The problem presented in this paper is that when using commercial static program analysis tools, many defects will not be found because the tools are too general for an specific project. Alternatively, creating an analysis tool for a specific project, while effective, is time consuming to create and is no good for general use on other projects. The solution presented in this paper is a framework that creates custom checkers based on mines project-specific rules to check for project specific defects.

Their framework works by using "checkers" for common defects its expects. Therea re 2 types of checkers: One for general checks that can be used in multiple programming domains; The other type is generated checkers that is created based on mined project-specific rules. The framework starts by mining patterns to create the checkers for the system it is checking.
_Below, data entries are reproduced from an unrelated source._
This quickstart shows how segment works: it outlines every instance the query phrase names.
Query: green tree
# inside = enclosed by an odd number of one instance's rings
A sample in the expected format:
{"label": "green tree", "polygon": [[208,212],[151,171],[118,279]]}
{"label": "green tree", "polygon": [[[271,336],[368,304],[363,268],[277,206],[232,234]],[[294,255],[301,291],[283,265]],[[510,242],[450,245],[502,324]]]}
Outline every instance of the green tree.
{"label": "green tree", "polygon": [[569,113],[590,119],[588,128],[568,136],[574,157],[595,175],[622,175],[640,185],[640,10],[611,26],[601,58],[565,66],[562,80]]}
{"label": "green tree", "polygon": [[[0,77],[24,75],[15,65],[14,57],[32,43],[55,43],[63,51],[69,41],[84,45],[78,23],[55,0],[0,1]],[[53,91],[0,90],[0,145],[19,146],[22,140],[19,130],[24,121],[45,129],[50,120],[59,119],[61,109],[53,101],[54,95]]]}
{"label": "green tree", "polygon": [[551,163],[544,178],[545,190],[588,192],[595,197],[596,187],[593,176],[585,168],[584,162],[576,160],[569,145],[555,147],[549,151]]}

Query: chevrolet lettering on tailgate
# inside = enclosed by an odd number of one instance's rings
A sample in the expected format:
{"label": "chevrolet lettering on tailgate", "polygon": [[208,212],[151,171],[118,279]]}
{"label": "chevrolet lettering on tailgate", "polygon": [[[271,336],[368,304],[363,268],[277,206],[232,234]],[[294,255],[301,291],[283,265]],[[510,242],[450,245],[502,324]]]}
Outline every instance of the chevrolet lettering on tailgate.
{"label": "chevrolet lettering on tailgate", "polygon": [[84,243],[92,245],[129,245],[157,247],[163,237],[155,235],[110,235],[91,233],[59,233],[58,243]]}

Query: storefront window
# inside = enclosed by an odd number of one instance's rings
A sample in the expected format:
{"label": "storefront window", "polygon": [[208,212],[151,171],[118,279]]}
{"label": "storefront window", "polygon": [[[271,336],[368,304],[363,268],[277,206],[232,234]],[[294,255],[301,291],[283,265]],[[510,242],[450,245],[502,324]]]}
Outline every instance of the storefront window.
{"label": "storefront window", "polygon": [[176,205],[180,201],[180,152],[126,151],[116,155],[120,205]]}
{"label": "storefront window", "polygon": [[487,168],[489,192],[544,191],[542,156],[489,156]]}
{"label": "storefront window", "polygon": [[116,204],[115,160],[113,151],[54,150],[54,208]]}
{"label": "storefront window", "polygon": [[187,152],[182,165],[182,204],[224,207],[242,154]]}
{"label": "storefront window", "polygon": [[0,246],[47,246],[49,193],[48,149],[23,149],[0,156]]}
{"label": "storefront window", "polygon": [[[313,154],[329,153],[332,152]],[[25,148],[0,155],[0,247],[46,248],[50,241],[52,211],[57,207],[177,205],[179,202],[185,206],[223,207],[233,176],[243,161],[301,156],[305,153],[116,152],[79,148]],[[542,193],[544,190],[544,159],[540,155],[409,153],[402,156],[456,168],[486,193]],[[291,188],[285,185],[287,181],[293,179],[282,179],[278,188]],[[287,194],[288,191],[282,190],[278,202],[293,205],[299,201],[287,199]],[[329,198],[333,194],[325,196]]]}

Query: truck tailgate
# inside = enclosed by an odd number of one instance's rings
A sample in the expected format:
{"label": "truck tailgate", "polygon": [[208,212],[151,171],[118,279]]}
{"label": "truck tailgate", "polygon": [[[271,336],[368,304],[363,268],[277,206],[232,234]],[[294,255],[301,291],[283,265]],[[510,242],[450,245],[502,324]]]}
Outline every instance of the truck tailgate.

After the checkers are created it they are fed into an existing commercial static program analysis tool canned Klockwork. Klockwork takes the checkers generated by the system and creates warnings as a final output.

A experiment was conducted on two large software projects (over 2 millions SLOC each) to test the accuracy and usefulness of the framework. This was done by using the framework on the large projects and then manually analyzing the the usefulness of the checkers as well as analyzing the warnings produced by Klocwork. Running Klocwork over the entire projects they were testing was in infeasible so they used random subsets of the project.

The experiment was overall a success with over 60% of the generated checkers on both projects finding useful patterns and with an over 80% precision of the warning generated by Klocwork for both projects. They believe their approach is practical and generalizable and hope to extend the current work to address more types of programming rules in the future.